Schizophrénie judiciaire sur l’île de la Cité. Condamné en 2015 à rembourser les 404 millions d’euros issus de l’arbitrage sur la vente d’Adidas par le Crédit Lyonnais, Bernard Tapie a été relaxé dans le volet pénal de cette affaire, ce mardi 9 juillet. La 11e chambre (infractions financières, fiscales et douanières) du tribunal de Paris a rendu un délibéré surprenant, quatre mois après la tenue du procès. Une relaxe générale pour l’homme d’affaires de 76 ans et ses co-accusés. Les accusations d’escroquerie et de détournement de fonds publics ne sont pas constituées aux yeux de la présidente, Christine Mée, alors que la qualification d’escroquerie en bande organisée a été abandonnée en cours d’instruction.

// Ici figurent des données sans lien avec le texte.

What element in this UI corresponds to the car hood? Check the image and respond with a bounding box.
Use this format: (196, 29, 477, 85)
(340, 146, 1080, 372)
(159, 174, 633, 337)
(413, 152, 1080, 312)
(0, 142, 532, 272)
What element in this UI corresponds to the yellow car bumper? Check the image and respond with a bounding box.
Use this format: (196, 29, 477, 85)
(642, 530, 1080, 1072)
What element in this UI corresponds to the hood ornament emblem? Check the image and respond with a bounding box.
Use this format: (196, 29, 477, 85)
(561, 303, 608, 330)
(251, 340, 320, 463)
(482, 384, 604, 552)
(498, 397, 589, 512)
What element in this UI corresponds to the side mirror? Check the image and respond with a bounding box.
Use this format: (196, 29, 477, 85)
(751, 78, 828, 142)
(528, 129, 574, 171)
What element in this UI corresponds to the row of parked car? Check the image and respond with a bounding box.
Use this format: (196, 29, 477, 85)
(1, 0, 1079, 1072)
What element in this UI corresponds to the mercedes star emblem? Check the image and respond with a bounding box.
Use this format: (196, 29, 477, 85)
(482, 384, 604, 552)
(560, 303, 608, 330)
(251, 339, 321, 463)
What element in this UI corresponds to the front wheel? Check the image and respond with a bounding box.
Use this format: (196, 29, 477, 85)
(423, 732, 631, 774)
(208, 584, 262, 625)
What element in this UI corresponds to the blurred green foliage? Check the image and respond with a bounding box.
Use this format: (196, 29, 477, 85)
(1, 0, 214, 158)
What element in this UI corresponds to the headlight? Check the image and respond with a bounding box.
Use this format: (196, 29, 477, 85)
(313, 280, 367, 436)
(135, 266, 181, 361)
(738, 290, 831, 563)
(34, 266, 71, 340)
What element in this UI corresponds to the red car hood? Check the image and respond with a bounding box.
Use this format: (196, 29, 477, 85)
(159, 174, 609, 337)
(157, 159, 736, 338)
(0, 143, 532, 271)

Un véritable désaveu pour le parquet, qui avait requis de lourdes peines à l’encontre des six prévenus, dont 5 ans de prison contre Bernard Tapie. Le ministère public a 10 jours pour faire appel, à compter de l’énoncé du délibéré. Quant au procureur de la République de Paris, Rémy Heitz, lié personnellement à l’un des protagonistes de cette affaire par sa fille, mariée avec le fils de Jean-François Rocchi, un des six prévenus, il s’est déporté de l’affaire a-t-il assuré à Mediapart. “Je ne suis jamais intervenu, à quelque titre que ce soit, dans cette procédure, l’ordonnance de renvoi devant le tribunal correctionnel ayant été signée avant mon arrivée”, a dit Rémy Heitz.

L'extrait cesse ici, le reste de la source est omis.